Geometric Interpretation:

All ellipsoids have the same shape, size, and orientation
Only the centers (means) differ between components
This is equivalent to Linear Discriminant Analysis (LDA) for classification

Usage in GMMs:

Reduces overfitting when clusters have similar shapes
Much more parameter-efficient
Appropriate when clusters differ mainly in location, not shape

Visual Comparison of All Types

Code

# Create a 2x2 subplot comparing all covariance types
fig, axes = plt.subplots(2, 2, figsize=(8, 8))

# Full covariance
ax1 = axes[0, 0]
ax1.contour(X, Y, Z_full, levels=10, cmap='viridis')
ax1.set_title('Full Covariance\n(Tilted Ellipse)', fontsize=12, fontweight='bold')
ax1.set_xlabel('x₁')
ax1.set_ylabel('x₂')
ax1.axis('equal')
ax1.grid(True, alpha=0.3)

# Diagonal covariance
ax2 = axes[0, 1]
ax2.contour(X, Y, Z_diag, levels=10, cmap='viridis')
ax2.set_title('Diagonal Covariance\n(Axis-Aligned Ellipse)', fontsize=12, fontweight='bold')
ax2.set_xlabel('x₁')
ax2.set_ylabel('x₂')
ax2.axis('equal')
ax2.grid(True, alpha=0.3)

# Spherical covariance
ax3 = axes[1, 0]
ax3.contour(X, Y, Z_spher, levels=10, cmap='viridis')
ax3.set_title('Spherical Covariance\n(Perfect Circle)', fontsize=12, fontweight='bold')
ax3.set_xlabel('x₁')
ax3.set_ylabel('x₂')
ax3.axis('equal')
ax3.grid(True, alpha=0.3)

# Tied covariance (example with 3 components)
ax4 = axes[1, 1]
means_tied = [[-2, 0], [2, 0], [0, 2.5]]
cov_tied = [[1.5, 0.5], [0.5, 1.5]]
for mean in means_tied:
    rv_tied = multivariate_normal(mean, cov_tied)
    Z_tied = rv_tied.pdf(pos)
    ax4.contour(X, Y, Z_tied, levels=8, cmap='viridis', alpha=0.7)
ax4.set_title('Tied Covariance\n(3 Components, Same Shape)', fontsize=12, fontweight='bold')
ax4.set_xlabel('x₁')
ax4.set_ylabel('x₂')
ax4.axis('equal')
ax4.grid(True, alpha=0.3)

plt.tight_layout()
plt.show()

GMM Example with Different Covariance Types

Code

from sklearn.mixture import GaussianMixture
from sklearn.datasets import make_blobs

# Generate synthetic data with 3 clusters using different covariance matrices
from sklearn.datasets import make_classification
from sklearn.model_selection import train_test_split

# Create data with different covariance structures
np.random.seed(42)

# Cluster 1: Spherical (circular)
n1 = 167
X1 = np.random.multivariate_normal([2, 2], [[1.0, 0], [0, 1.0]], n1)
y1 = np.zeros(n1)

# Cluster 2: Diagonal (axis-aligned ellipse, wider in y)
n2 = 167  
X2 = np.random.multivariate_normal([-2, 1], [[0.5, 0], [0, 2.0]], n2)
y2 = np.ones(n2)

# Cluster 3: Full covariance (tilted ellipse)
n3 = 166
cov3 = np.array([[1.2, 0.8], [0.8, 0.6]])  # Positive correlation
X3 = np.random.multivariate_normal([0, -2], cov3, n3)
y3 = np.full(n3, 2)

# Combine all clusters
X = np.vstack([X1, X2, X3])
y_true = np.hstack([y1, y2, y3])

# Fit GMMs with different covariance types
covariance_types = ['full', 'diag', 'spherical', 'tied']
fig, axes = plt.subplots(2, 2, figsize=(8, 8))

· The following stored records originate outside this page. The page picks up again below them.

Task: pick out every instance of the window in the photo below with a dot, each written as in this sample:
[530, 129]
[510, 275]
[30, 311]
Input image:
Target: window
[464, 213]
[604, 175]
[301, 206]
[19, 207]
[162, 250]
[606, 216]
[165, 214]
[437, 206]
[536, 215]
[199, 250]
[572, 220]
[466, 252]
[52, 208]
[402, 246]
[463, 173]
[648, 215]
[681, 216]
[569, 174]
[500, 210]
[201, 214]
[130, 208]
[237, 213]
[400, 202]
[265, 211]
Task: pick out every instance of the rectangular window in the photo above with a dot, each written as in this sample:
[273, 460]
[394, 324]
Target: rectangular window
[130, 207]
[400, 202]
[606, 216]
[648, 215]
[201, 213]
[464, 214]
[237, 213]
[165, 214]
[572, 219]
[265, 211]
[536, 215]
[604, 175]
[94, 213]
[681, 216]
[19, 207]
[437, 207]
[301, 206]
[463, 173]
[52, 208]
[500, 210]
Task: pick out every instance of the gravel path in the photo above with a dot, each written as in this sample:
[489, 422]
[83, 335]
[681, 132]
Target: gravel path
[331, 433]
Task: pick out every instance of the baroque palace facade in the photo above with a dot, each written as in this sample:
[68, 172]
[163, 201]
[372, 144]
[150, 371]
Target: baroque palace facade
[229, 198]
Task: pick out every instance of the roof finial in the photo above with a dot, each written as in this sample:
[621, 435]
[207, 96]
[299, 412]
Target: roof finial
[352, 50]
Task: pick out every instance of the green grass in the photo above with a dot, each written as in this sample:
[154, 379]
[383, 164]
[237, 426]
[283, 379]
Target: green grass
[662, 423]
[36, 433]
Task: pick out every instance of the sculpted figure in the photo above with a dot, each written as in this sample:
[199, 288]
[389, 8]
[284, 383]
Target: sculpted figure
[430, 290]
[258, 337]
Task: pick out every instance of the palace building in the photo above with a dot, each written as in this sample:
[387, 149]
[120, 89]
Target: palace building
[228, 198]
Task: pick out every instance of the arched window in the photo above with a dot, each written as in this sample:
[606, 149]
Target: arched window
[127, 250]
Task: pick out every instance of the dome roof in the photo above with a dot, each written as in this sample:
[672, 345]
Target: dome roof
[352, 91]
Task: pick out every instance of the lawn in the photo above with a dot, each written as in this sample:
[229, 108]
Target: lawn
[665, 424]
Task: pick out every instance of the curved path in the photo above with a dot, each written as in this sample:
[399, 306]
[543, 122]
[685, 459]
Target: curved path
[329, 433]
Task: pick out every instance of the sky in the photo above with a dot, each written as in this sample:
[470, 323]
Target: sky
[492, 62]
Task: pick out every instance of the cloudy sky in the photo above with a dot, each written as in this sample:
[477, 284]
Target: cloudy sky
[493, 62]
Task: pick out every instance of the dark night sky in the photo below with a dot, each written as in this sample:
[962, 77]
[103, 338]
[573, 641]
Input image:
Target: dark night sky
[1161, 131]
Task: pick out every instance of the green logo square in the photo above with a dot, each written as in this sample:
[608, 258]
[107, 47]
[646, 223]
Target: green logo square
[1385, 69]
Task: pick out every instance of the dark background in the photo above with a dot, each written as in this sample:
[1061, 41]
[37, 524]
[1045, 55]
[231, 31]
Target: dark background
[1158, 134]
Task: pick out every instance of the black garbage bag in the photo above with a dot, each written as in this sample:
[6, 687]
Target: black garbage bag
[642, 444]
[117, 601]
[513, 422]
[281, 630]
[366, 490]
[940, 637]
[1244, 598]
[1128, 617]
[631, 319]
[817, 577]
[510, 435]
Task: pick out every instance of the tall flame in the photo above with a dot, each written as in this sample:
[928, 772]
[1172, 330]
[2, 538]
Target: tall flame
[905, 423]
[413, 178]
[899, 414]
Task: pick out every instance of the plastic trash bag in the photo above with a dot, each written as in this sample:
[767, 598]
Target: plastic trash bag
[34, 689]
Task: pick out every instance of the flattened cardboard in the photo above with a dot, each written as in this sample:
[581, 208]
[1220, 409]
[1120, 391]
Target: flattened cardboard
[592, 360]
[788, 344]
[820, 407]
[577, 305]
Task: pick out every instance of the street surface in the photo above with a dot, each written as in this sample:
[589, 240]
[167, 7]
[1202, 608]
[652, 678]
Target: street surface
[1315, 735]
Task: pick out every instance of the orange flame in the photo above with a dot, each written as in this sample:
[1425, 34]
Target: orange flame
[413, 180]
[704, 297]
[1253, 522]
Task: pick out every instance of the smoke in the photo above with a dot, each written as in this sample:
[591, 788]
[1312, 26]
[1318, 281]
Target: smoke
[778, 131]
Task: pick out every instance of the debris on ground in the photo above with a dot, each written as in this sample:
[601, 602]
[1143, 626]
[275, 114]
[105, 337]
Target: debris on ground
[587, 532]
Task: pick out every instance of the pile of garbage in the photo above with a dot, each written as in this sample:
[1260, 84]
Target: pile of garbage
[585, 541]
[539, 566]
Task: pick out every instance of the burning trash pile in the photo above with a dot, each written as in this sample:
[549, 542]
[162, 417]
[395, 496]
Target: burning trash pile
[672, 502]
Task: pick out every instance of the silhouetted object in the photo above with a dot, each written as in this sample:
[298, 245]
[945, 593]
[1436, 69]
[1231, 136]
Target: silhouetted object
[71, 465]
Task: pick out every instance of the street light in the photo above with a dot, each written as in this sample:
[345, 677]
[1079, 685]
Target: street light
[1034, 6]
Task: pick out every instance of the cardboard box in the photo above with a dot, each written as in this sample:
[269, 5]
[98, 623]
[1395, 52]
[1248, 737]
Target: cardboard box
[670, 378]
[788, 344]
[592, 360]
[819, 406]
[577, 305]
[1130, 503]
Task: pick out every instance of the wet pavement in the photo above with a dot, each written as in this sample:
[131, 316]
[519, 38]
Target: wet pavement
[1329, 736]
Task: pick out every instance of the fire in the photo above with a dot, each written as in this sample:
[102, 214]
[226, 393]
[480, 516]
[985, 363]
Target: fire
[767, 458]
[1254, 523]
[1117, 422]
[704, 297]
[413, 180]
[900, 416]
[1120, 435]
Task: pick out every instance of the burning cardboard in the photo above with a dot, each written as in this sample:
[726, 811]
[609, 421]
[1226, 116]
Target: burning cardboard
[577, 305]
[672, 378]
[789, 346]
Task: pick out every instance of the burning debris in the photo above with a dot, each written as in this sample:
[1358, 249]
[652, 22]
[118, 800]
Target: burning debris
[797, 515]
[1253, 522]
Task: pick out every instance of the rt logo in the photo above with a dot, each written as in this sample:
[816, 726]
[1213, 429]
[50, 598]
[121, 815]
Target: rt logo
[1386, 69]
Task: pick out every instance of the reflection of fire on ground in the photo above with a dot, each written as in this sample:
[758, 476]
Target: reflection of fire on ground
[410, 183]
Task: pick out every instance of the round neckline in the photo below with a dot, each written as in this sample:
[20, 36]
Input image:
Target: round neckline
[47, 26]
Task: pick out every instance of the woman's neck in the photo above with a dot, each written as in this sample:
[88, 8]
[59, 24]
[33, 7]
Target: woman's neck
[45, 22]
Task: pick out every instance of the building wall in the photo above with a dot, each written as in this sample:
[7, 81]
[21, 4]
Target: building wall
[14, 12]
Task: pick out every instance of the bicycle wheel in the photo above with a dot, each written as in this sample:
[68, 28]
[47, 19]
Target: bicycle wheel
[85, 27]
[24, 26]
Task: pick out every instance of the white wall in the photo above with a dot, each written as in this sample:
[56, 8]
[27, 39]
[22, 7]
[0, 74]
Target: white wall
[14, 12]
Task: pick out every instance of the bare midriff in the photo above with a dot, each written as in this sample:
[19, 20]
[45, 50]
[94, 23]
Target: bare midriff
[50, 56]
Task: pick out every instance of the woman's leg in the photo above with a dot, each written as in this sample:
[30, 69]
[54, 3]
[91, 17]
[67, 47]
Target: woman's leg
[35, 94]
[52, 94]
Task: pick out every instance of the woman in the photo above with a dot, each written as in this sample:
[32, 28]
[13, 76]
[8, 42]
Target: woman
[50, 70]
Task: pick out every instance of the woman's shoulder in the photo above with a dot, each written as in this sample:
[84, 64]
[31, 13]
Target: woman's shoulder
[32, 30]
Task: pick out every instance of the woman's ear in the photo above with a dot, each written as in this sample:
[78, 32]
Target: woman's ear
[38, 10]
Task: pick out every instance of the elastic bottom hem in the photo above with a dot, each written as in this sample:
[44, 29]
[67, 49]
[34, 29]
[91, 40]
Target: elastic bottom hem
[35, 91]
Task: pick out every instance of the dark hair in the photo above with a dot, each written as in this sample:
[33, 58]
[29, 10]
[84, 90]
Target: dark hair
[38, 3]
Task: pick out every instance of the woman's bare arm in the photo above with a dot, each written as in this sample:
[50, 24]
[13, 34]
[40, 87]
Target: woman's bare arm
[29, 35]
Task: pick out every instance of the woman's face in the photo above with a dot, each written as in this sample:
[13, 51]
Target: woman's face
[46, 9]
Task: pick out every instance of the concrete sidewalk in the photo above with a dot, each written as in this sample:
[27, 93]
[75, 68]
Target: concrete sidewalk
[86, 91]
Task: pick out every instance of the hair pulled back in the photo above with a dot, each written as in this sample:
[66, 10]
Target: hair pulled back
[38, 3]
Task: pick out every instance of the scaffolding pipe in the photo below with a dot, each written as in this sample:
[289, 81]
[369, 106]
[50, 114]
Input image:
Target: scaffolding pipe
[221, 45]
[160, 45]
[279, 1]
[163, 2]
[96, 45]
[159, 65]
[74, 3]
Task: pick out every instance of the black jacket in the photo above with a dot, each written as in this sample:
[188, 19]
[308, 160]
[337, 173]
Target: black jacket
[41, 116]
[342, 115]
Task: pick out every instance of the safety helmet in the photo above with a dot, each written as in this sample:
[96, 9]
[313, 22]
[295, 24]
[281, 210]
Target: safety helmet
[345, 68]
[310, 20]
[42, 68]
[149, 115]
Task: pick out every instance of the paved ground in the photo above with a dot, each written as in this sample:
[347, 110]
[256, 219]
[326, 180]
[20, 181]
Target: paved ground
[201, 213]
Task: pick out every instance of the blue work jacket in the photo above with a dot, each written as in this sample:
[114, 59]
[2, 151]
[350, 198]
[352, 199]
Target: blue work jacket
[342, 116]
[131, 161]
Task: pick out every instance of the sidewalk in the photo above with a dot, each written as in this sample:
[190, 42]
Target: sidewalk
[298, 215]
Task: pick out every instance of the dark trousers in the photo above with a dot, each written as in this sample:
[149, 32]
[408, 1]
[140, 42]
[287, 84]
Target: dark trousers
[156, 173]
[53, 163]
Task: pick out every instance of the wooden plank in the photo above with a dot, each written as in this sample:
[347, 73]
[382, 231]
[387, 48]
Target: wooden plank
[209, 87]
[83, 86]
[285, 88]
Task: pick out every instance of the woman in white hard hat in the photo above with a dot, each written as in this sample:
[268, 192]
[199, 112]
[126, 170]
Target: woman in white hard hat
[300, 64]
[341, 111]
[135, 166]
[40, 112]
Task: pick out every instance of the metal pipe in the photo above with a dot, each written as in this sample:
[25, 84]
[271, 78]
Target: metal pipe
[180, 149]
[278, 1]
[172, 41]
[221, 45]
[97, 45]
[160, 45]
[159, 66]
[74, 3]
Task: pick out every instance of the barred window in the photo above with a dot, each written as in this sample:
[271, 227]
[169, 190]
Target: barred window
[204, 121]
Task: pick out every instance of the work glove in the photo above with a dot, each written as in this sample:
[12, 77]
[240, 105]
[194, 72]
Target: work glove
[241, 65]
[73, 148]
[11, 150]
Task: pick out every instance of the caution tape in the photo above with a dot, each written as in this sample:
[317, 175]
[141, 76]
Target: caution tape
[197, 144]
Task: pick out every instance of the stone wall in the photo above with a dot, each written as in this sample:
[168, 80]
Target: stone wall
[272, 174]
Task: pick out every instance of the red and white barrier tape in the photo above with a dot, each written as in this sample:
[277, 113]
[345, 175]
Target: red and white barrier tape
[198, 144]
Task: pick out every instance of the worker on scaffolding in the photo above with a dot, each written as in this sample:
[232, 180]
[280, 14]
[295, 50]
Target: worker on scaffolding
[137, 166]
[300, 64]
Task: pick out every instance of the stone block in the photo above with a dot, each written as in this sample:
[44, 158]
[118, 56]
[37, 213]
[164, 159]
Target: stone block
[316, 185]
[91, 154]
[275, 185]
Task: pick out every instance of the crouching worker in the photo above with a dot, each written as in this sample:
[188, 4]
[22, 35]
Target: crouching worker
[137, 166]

for idx, (cov_type, ax) in enumerate(zip(covariance_types, axes.ravel())):
    # Fit GMM
    gmm = GaussianMixture(n_components=3, covariance_type=cov_type, random_state=42)
    gmm.fit(X)
    labels = gmm.predict(X)
    
    # Plot data points colored by cluster
    scatter = ax.scatter(X[:, 0], X[:, 1], c=labels, s=20, cmap='viridis', alpha=0.6)
    
    # Plot cluster centers
    centers = gmm.means_
    ax.scatter(centers[:, 0], centers[:, 1], c='red', s=200, alpha=0.8, 
               marker='X', edgecolors='black', linewidths=2, label='Centers')
    
    # Draw confidence ellipses for each component
    from matplotlib.patches import Ellipse
    import matplotlib.transforms as transforms
    
    for i in range(3):
        if cov_type == 'full':
            covariance = gmm.covariances_[i]
        elif cov_type == 'diag':
            covariance = np.diag(gmm.covariances_[i])
        elif cov_type == 'spherical':
            covariance = gmm.covariances_[i] * np.eye(2)
        elif cov_type == 'tied':
            covariance = gmm.covariances_
        
        # Calculate eigenvalues and eigenvectors
        v, w = np.linalg.eigh(covariance)
        v = 2.0 * np.sqrt(2.0) * np.sqrt(v)  # 95% confidence
        angle = np.degrees(np.arctan2(w[1, 0], w[0, 0]))
        
        # Draw ellipse
        ell = Ellipse(centers[i], v[0], v[1], angle=angle, 
                     edgecolor='red', facecolor='none', linewidth=2, linestyle='--')
        ax.add_patch(ell)
    
    ax.set_title(f'{cov_type.capitalize()} Covariance', fontsize=14, fontweight='bold')
    ax.set_xlabel('Feature 1')
    ax.set_ylabel('Feature 2')
    ax.set_xlim([-4, 6])
    ax.set_ylim([-4, 6])
    ax.legend()
    ax.grid(True, alpha=0.3)

plt.tight_layout()
plt.show()

# Print BIC scores for comparison
print("\nBIC Scores (lower is better):")
for cov_type in covariance_types:
    gmm = GaussianMixture(n_components=3, covariance_type=cov_type, random_state=42)
    gmm.fit(X)
    print(f"  {cov_type.capitalize()}: {gmm.bic(X):.2f}")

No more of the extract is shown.